Of course, she faces obstacles everywhere she turns. Her father Steve (Scott Glenn), despite his former faith in the Black Panthers’ education and economic programs, now worries that his daughter is teaching students who “don’t want to learn,” a concern shared by her husband Scott (Patrick Dempsey). Erin is also regularly discouraged by her cynical colleagues, especially Miss Campbell, who goes so far as to suggest she shouldn’t provide the students with books because they will only lose or damage them. So, Erin asks, gazing on shelves full of unused volumes, “The books should just sit there and not be used at all?” Indeed, says Campbell, this is the wisdom of “site-based instruction.”
Erin’s frustration is thus made yours. Bolstered rather than put off by such difficulties, she persists, pressing her students to explain their self-segregation into race-identified crews. Distrustful from day one, at last Eva articulates her own frustration: “White people running this world,” she says. “I saw white cops shoot my friend in the back for reaching into his pocket. They can because they’re white. I hate white people on sight.” It dawns on Erin that she provides the students’ most obvious point of unity, as the enemy in the classroom. And so she looks for other connections. In a hopelessly corny but remarkably moving scene, she has them stand together in the middle of the classroom when they’ve shared an experience, like losing a friend to violence. And as they stand together because of such trauma, they begin to recognize their similarities.

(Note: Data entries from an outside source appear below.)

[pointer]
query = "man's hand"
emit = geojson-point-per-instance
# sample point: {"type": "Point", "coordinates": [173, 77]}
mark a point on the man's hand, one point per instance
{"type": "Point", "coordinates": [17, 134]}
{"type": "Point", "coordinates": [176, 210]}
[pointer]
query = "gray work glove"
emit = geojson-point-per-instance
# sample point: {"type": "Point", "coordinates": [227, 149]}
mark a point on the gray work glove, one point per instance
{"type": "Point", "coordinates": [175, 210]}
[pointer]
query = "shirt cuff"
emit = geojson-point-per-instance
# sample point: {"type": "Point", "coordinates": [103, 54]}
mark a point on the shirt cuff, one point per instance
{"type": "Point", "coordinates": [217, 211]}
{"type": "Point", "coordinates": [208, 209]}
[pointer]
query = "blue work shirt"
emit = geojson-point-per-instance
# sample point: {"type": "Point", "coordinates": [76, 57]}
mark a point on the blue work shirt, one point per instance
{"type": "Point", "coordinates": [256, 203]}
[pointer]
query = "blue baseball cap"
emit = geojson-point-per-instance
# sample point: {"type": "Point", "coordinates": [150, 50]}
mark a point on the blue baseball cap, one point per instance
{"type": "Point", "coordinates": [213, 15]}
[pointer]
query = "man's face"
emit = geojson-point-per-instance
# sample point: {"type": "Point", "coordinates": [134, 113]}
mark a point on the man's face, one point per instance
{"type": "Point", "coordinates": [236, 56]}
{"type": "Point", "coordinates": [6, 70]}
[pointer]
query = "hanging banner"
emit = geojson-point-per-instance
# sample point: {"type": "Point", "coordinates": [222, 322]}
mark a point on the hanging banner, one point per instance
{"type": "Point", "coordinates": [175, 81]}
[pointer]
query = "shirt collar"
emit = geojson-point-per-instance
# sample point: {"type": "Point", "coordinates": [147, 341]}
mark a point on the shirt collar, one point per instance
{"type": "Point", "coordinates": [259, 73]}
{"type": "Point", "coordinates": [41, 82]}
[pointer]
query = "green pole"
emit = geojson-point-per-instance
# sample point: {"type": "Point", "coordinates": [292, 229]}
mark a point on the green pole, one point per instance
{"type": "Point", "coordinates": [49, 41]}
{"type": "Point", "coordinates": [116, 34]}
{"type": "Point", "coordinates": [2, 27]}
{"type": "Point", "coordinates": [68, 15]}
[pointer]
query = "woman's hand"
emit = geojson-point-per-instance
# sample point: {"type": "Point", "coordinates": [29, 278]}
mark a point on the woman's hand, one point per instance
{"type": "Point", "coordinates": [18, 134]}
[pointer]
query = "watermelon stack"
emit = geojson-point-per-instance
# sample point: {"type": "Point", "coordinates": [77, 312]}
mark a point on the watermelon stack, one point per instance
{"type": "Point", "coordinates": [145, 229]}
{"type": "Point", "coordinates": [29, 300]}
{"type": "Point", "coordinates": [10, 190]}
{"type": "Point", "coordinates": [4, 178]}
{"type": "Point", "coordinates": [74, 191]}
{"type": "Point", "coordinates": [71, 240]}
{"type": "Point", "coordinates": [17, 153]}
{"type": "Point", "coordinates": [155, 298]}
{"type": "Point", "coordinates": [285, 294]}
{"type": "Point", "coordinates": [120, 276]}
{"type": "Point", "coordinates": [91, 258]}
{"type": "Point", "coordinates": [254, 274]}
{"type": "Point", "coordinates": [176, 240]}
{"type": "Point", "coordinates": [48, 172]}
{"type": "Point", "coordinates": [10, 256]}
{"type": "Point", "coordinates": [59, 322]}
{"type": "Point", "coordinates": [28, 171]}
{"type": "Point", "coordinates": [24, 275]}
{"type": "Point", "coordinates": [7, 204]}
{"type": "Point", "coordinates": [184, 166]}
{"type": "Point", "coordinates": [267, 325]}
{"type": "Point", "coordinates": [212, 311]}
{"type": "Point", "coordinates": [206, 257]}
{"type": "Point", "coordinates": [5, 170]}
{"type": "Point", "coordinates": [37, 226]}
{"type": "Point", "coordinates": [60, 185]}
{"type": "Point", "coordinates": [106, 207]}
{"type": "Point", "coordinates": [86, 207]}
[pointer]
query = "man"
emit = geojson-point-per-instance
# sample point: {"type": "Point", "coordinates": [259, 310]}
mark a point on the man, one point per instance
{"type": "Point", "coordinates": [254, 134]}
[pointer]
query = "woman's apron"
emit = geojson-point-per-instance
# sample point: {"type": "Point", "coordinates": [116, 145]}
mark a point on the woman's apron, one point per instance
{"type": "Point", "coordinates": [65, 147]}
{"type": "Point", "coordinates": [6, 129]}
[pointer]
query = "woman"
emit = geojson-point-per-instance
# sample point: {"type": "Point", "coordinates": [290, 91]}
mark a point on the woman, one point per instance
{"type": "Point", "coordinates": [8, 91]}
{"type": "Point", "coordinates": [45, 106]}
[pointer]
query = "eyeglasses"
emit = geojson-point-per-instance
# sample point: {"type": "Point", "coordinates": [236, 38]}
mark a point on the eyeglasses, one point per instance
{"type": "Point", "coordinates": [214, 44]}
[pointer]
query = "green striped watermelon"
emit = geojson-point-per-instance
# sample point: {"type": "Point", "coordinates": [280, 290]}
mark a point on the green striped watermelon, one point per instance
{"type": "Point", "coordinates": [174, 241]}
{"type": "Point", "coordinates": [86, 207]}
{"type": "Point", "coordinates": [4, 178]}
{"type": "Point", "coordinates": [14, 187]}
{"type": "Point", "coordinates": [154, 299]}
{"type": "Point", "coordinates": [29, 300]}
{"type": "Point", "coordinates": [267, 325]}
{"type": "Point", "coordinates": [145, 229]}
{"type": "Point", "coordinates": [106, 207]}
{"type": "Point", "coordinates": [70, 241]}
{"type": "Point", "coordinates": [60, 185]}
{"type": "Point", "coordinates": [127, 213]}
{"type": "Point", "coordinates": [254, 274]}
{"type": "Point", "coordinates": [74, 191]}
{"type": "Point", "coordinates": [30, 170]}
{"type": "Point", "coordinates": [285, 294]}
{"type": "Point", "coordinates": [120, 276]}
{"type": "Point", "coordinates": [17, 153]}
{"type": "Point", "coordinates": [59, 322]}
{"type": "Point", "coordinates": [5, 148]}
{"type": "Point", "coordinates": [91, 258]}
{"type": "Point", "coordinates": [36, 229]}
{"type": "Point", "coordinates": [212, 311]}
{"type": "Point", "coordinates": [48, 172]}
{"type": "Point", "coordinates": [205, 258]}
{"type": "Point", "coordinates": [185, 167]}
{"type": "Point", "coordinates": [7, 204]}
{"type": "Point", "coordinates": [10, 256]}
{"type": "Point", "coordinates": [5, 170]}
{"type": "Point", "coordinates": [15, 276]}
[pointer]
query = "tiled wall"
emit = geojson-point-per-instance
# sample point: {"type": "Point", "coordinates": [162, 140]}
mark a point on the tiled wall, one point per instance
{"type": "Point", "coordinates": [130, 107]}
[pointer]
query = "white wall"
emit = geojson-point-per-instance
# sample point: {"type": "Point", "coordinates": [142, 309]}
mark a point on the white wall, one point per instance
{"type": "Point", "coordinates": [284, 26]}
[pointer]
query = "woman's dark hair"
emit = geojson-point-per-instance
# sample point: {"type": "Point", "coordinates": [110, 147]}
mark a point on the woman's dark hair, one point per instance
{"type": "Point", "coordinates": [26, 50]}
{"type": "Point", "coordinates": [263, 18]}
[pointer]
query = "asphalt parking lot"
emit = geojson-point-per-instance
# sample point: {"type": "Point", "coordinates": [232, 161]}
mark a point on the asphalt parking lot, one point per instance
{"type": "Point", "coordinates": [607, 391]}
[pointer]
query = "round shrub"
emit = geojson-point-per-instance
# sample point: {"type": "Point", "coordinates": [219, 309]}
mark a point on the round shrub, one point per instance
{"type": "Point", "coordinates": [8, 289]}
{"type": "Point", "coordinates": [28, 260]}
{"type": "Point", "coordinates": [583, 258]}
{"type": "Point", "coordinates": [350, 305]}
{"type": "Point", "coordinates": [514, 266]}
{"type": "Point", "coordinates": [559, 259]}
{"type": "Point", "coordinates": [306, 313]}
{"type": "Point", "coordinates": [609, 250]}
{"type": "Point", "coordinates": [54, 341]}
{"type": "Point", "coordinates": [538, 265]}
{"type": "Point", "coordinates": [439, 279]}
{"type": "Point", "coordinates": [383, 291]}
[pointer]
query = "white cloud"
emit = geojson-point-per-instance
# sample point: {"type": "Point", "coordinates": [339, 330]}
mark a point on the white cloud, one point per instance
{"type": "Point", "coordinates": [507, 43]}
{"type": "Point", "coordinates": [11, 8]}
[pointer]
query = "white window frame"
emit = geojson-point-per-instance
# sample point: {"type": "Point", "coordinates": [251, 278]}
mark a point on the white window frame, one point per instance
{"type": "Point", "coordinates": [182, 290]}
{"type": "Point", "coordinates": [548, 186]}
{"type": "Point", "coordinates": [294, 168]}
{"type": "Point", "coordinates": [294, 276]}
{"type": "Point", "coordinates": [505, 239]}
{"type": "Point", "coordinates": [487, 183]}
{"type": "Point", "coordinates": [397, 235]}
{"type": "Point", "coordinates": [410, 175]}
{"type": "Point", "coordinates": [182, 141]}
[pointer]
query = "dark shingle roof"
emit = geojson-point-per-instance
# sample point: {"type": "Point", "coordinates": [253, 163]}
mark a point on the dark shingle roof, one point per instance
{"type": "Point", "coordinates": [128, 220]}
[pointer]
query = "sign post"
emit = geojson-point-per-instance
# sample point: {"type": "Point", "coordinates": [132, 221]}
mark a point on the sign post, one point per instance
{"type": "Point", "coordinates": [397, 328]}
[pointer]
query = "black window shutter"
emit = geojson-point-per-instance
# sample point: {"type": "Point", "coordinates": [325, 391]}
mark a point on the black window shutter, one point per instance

Erin has another brainstorm: she has her students write about their lives in a “war zone” in journals. Again, the revelation is rendered in a sequence at once hackneyed and affecting: the camera circles Erin as she reads their stories, the students’ voices overlapping and overtaking hers. Describing his experience with the authorities when a friend was killed, on student laments, “All they see is a dead body, a gun, and a nigger.” Another entry expresses discontent with expectations: “I hate the cold feeling of a gun against my skin.” And yet another has “seen more dead bodies than a mortician.”
Stunned by what she reads, Erin is equally determined to help her students see each other more clearly. To pay for their horizon-expanding books, Erin starts working as a hotel concierge (Scott is flabbergasted: “You’re gonna get an extra job to pay for your job?”). She has them read Anne Frank: The Diary of A Young Girl and visit L.A.’s Holocaust museum (she tells them the Nazis are “the most famous gang in history”). Moved by Frank’s story, the kids raise money to bring Miep Gies (Pat Carroll), the woman who hid her from the Nazis, to campus. Eyes tear up, music swells.
Yes, the plot is predictable, the actors too old to play high school students, and the pacing too slow. But Freedom Writers also argues for listening to teenagers. That alone makes it strange and even a little wonderful.